No voy a poder salir en unas cuantas noches. Hoy es martes, así que debo
recordar el día de guardia del profesor Carlos para no arriesgarme a salir de
nuevo otro martes. La situación se enreda y debo tener cuidado. Hoy estuve
cerca del desastre. No sé qué me daría a tomar la enfermera, pero ahora tengo
sueño. Ni siquiera me quito el pantalón de la piyama, para no hacer ruido. Miro
por la ventana abierta hacia fuera y en la distancia no logro ver la caseta de
las herramientas. ¡Qué bueno! De noche, la oscuridad no deja ver hacia allá.
—Oye,
¿por qué la enfermera te trajo? —me dice una voz.
¡Vaya!,
resulta que sí había alguien despierta. Bajo los efectos del medicamento no
identifico la voz y trato de levantarme, pero nada más levanto la mitad del
cuerpo y vuelvo a caer en la cama, como un saco de papas.
—¡Mi
madre! Si estás que no puedes levantarte, mi ángel —ahora, con ese mi ángel,
reconozco a Estela; debí imaginar que se despertaría.
—Me
sentí muy mal, Este. Creo que era la presión baja, por lo menos eso dijo la
enfermera —le explico.
Ella
murmura, como hace siempre, y solo alcanzo a entender que pelea porque no la
llamé para ir a la enfermería. ¡Si supiera dónde estaba yo! Pero no se lo digo.

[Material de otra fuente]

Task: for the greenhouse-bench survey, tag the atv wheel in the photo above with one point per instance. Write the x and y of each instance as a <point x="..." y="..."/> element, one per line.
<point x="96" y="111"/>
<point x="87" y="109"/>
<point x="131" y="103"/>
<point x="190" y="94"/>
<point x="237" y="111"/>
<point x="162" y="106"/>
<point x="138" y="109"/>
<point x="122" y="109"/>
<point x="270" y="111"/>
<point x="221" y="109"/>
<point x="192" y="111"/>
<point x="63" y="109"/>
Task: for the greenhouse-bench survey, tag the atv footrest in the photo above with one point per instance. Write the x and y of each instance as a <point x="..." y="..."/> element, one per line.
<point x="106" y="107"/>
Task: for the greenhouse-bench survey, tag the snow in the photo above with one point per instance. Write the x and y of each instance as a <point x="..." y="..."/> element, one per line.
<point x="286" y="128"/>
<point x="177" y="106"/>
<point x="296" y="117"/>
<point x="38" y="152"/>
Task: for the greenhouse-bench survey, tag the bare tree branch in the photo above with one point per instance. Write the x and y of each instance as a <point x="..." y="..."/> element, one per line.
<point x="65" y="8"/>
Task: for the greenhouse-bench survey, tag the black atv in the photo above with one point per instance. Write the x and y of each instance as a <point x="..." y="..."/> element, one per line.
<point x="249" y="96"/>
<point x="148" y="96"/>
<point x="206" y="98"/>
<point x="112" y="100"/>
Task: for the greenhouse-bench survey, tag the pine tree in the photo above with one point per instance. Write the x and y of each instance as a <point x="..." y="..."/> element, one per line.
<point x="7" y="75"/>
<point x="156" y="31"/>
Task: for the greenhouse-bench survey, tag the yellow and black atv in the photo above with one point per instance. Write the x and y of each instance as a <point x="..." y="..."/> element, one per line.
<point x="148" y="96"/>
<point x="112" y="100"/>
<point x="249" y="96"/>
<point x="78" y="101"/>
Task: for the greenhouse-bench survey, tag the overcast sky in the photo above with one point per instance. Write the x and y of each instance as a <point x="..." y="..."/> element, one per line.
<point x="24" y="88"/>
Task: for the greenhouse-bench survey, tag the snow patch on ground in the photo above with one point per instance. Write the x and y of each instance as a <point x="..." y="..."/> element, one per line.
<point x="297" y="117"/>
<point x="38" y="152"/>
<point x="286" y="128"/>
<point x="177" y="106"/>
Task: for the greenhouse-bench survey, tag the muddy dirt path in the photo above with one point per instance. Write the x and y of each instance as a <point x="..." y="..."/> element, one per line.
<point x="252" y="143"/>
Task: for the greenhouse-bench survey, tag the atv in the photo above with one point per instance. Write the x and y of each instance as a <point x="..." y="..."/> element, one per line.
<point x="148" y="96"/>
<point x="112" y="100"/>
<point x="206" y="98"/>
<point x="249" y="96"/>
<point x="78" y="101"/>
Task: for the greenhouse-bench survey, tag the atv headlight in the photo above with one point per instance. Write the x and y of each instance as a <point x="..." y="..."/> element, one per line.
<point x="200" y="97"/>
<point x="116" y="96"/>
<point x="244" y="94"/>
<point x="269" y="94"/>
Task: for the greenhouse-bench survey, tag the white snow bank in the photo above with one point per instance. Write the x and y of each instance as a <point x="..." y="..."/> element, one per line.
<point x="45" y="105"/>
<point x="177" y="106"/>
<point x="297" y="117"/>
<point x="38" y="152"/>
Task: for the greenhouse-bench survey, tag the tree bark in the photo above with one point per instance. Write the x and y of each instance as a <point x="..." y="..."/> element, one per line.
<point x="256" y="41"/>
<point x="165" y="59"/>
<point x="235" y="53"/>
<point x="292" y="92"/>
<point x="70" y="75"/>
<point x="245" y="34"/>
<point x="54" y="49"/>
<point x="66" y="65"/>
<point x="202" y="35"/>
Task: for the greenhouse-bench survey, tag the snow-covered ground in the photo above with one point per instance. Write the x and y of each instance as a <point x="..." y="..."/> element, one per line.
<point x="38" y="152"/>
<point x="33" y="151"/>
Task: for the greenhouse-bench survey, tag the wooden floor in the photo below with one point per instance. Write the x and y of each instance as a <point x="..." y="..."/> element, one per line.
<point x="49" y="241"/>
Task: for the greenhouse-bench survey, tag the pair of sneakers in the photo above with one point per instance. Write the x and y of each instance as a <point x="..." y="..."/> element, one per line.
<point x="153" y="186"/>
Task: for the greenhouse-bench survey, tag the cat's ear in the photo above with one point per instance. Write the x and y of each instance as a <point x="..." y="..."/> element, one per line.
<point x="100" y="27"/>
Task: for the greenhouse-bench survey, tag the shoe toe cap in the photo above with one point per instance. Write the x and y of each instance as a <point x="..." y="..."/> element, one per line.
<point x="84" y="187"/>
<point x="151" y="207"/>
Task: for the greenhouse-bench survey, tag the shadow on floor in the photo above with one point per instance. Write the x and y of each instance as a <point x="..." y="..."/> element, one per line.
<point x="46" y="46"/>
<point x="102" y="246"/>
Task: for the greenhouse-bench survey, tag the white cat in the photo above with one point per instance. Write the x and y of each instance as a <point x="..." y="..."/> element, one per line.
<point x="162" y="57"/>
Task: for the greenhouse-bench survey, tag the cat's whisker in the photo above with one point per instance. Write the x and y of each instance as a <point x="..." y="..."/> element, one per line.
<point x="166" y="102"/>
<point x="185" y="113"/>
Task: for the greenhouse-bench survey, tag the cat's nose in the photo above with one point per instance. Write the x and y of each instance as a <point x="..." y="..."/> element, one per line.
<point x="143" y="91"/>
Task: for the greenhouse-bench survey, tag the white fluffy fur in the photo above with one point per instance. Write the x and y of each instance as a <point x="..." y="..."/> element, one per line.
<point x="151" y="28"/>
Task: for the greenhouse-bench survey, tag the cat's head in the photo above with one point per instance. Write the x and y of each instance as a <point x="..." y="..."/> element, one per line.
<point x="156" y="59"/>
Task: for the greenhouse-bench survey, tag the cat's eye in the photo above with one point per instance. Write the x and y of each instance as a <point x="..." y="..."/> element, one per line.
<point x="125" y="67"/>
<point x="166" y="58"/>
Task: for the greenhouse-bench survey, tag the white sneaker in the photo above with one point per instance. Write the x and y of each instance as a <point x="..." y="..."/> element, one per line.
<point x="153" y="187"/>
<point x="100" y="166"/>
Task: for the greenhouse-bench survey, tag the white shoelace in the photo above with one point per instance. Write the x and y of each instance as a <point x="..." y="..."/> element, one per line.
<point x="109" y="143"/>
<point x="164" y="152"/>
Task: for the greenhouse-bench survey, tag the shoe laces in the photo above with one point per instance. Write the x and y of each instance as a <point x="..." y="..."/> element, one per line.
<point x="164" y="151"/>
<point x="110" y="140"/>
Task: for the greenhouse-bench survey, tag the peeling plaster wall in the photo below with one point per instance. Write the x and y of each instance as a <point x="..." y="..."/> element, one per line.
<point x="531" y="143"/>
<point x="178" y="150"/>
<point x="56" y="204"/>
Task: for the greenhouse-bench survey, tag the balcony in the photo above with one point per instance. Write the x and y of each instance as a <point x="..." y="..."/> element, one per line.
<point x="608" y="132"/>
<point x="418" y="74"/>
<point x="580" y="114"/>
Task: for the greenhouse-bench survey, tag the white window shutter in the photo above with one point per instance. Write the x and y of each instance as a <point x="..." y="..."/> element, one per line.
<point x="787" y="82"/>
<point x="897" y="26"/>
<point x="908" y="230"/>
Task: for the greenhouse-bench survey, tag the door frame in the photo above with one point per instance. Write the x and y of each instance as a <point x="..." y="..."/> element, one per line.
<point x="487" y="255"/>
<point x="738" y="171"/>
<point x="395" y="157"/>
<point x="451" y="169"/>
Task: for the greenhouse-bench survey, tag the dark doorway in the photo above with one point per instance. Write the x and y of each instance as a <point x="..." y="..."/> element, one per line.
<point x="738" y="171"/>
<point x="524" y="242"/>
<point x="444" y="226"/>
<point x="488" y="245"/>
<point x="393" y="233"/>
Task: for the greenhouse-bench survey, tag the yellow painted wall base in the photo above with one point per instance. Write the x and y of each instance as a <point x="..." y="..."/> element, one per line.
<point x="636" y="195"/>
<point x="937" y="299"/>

Sería peor y, además, me vigilaría. Prefiero callar aunque me duele tener
secretos con ella.
—¿Cómo
te sientes ahora? —pregunta preocupada.
—No
sé. Me pesan los párpados y estoy muy débil.
—¿Tomaste
algo?
—Sí,
una pastilla que me dio la seño —respondo.
—Y tú
como siempre, ni preguntas. Pueden envenenarte y ni te das por enterada. Bien
pudieras saber al menos qué tomaste.
—Estela,
me sentía tan mal que no se me ocurrió preguntar. Y no exageres, que la
enfermera no va a envenenarme.
—¡Ay,
chica! Es una forma de hablar, claro que no va a hacerte daño, pero pudiera. ¿Y
si es un medicamento que provoca reacción?
—Oye,
no soy alérgica. Tengo tremenda salud, y tú lo sabes.
—Está
bien, duérmete. Me voy a quedar un rato aquí hasta que te duermas.
La conciencia me
remuerde por ocultar mi salida, pero no tengo otro remedio. De todas maneras,
no tiene por qué enterarse. El profe ese no es de confianza y tampoco es del
grupo nuestro. Pero me tortura que yo le esconda cosas y ella venga así,
preocupada, a cuidarme. Es de madrugada y se recuesta al ventanal, pues no hay
sillas aquí, a velar mi sueño. En unos instantes, mientras siento que estoy
durmiéndome, oigo el chasquido que hacen sus uñas. Sin saber por qué la manía
de Estela de frotar sus uñas, largas y curvas como las de las brujas, es para
mí como el sonido de una canción de cuna y me rindo al sueño, llena de paz.